The court finds that defendants' actions in this respect were not improper. None of the new employees had opted into this lawsuit at the time defendants required them to sign the arbitration agreement. Furthermore, it is clear that defendants' policy requiring that new employees sign the agreement was in place long before this action began. Therefore, the arbitration agreement will be enforced as to the employees that were hired after this action commenced.

(d) Arbitration of claims against individual defendants

Plaintiffs assert that the individual defendants in this case were not signatories to the arbitration agreement, and therefore the claims against them are not subject to mandatory arbitration. As noted by Magistrate Judge Koppe, defendants Chenoweth and Waxler were agents of the corporate defendants, and were thus bound by the arbitration agreements. See Comer v. Micor, Inc., 436 F.3d 1098, 1101 (9th Cir. 2006). It would thwart the purpose of the Federal Arbitration Act if parties could renege on a promise to resolve claims through arbitration simply by naming individuals as defendants instead of a corporation with which they contracted. Accordingly, the court finds that defendants Chenoweth and Waxler were subject to the arbitration agreement.

(e) Costs of arbitration

Plaintiffs contend that if the arbitration agreement is found to be enforceable, the court should require arbitration only on the condition that plaintiffs not be required to pay arbitration fees that exceed the cost of a civil suit. The arbitration agreement states "[I]n all cases where required by law, the company will pay the arbitrator's and arbitration fees. If under applicable law the company is not required to pay all of the arbitrator's and/or arbitration fees, such fee(s) will be apportioned between the parties in accordance with said applicable law...." (Doc. # 97-4 p. 5).
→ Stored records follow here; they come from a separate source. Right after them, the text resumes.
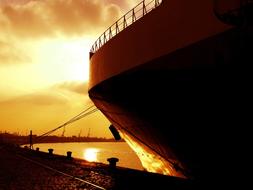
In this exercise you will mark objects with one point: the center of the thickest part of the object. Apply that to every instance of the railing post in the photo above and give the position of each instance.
(104, 37)
(110, 33)
(117, 27)
(133, 16)
(125, 23)
(144, 11)
(100, 41)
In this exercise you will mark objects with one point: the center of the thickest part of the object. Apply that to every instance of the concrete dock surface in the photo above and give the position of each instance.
(28, 169)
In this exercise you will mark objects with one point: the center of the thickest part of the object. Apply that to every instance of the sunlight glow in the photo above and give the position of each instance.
(151, 161)
(90, 154)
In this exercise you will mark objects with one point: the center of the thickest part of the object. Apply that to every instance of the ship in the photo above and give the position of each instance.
(172, 77)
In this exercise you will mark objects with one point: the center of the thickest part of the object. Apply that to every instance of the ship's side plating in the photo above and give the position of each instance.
(166, 84)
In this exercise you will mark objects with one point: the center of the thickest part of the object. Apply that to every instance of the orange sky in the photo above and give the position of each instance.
(44, 48)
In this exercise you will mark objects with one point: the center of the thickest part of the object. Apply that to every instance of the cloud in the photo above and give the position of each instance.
(52, 17)
(9, 54)
(74, 86)
(39, 99)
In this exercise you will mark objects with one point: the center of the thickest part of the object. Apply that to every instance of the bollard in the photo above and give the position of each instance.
(50, 151)
(112, 162)
(69, 155)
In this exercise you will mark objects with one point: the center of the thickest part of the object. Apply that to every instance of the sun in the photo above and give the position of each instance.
(60, 60)
(90, 154)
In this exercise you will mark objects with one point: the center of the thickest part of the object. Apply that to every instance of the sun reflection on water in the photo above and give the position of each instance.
(90, 154)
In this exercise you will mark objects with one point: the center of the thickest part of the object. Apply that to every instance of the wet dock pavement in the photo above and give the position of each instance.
(27, 169)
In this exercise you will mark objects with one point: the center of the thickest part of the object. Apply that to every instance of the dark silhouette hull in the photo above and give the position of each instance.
(180, 106)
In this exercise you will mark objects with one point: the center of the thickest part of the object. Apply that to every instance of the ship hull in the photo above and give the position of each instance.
(182, 105)
(177, 97)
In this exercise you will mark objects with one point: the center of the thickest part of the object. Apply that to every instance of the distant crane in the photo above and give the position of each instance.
(63, 132)
(88, 135)
(79, 135)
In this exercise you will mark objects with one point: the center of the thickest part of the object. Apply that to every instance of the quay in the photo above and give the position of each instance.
(30, 169)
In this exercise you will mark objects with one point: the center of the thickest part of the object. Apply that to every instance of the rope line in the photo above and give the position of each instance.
(88, 111)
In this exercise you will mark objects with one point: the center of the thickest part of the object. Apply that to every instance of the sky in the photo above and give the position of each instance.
(44, 64)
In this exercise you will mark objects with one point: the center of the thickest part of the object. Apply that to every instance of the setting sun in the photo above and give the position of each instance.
(90, 154)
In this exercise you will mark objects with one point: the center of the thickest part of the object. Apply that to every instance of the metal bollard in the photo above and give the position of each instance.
(112, 162)
(50, 151)
(69, 155)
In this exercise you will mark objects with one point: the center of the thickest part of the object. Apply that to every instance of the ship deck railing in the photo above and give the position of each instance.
(122, 23)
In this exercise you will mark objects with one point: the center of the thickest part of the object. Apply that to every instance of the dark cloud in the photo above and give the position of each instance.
(9, 54)
(51, 17)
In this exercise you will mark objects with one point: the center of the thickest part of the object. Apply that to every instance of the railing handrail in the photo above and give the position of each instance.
(126, 20)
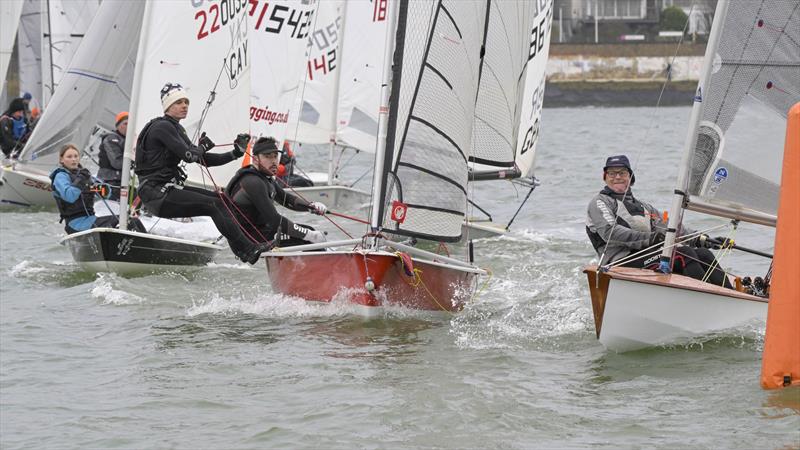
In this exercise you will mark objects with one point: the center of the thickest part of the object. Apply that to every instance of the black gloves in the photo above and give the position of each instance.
(240, 144)
(205, 143)
(704, 241)
(656, 237)
(83, 179)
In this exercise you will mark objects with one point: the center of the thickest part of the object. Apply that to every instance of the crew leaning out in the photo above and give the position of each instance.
(255, 192)
(75, 192)
(112, 149)
(619, 226)
(161, 146)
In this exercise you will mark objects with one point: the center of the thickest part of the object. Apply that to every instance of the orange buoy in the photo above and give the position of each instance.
(780, 364)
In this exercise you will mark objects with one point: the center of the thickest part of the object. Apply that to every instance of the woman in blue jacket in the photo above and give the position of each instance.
(72, 188)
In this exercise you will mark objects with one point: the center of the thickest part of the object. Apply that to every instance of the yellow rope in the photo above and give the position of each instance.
(419, 282)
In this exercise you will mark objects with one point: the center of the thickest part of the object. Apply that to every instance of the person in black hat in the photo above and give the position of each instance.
(161, 146)
(13, 127)
(112, 150)
(619, 225)
(254, 191)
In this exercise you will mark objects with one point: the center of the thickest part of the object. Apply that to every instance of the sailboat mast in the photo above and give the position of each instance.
(336, 80)
(383, 151)
(134, 120)
(681, 186)
(47, 89)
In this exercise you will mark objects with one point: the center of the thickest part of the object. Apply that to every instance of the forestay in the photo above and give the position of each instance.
(434, 87)
(64, 26)
(755, 79)
(280, 33)
(95, 88)
(509, 104)
(10, 11)
(205, 49)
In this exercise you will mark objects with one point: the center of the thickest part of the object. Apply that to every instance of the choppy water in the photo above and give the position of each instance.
(214, 359)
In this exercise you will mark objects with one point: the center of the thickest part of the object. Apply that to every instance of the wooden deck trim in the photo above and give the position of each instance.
(673, 281)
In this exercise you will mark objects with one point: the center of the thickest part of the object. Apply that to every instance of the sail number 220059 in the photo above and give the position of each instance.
(219, 14)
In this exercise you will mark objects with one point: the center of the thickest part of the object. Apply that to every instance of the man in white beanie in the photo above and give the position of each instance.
(161, 146)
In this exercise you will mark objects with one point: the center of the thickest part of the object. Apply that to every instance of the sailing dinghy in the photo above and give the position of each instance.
(168, 49)
(421, 166)
(93, 76)
(731, 168)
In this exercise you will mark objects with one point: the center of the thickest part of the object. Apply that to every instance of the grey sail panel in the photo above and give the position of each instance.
(755, 79)
(438, 84)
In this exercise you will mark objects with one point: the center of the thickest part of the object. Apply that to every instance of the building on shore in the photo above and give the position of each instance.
(604, 21)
The Ninth Circuit requires that mandatory arbitration agreements, such as the one in the instant case, not expose a plaintiff to a greater financial risk than he would face if he litigated the claims in federal court. Pokorny v. Quixtar, Inc., 601 F.3d 987, 1004 (9th Cir. 2010). Though the magistrate judge's report is silent on the issue, the court finds that any arbitration fees in excess of the costs that would have been imposed had this case remained in this court must be borne by defendants. Additionally, each party shall pay its own attorneys' fees, subject to any remedies that the party may be entitled to under applicable law.

Thus, after reviewing Magistrate Judge Koppe's report, the plaintiffs' objections, and the underlying briefs de novo, the court will adopt the report and recommendation in full. In addition, the court orders that defendants pay any arbitration fees assessed against plaintiffs that are in excess of the costs plaintiffs would have paid if the action had remained in this court. Accordingly,

IT IS HEREBY ORDERED, ADJUDGED, AND DECREED that the report and recommendation of Magistrate Judge Koppe (doc. # 120) are ADOPTED in their entirety.

IT IS FURTHER ORDERED that defendants' motions to dismiss and/or compel arbitration and strike class/collective claims (docs. ## 96 & 97) are GRANTED.

IT IS FURTHER ORDERED that this action is DISMISSED WITH PREJUDICE as to the thirty-three plaintiffs listed on pages five and six of defendants' motion to compel arbitration.

IT IS FURTHER ORDERED that defendants shall pay any arbitration fees incurred by these plaintiffs in excess of the costs that would have been incurred had the case remained in this court.

IT IS FURTHER ORDERED that plaintiffs' motion to supplement their objections (doc. # 131) is DENIED as moot.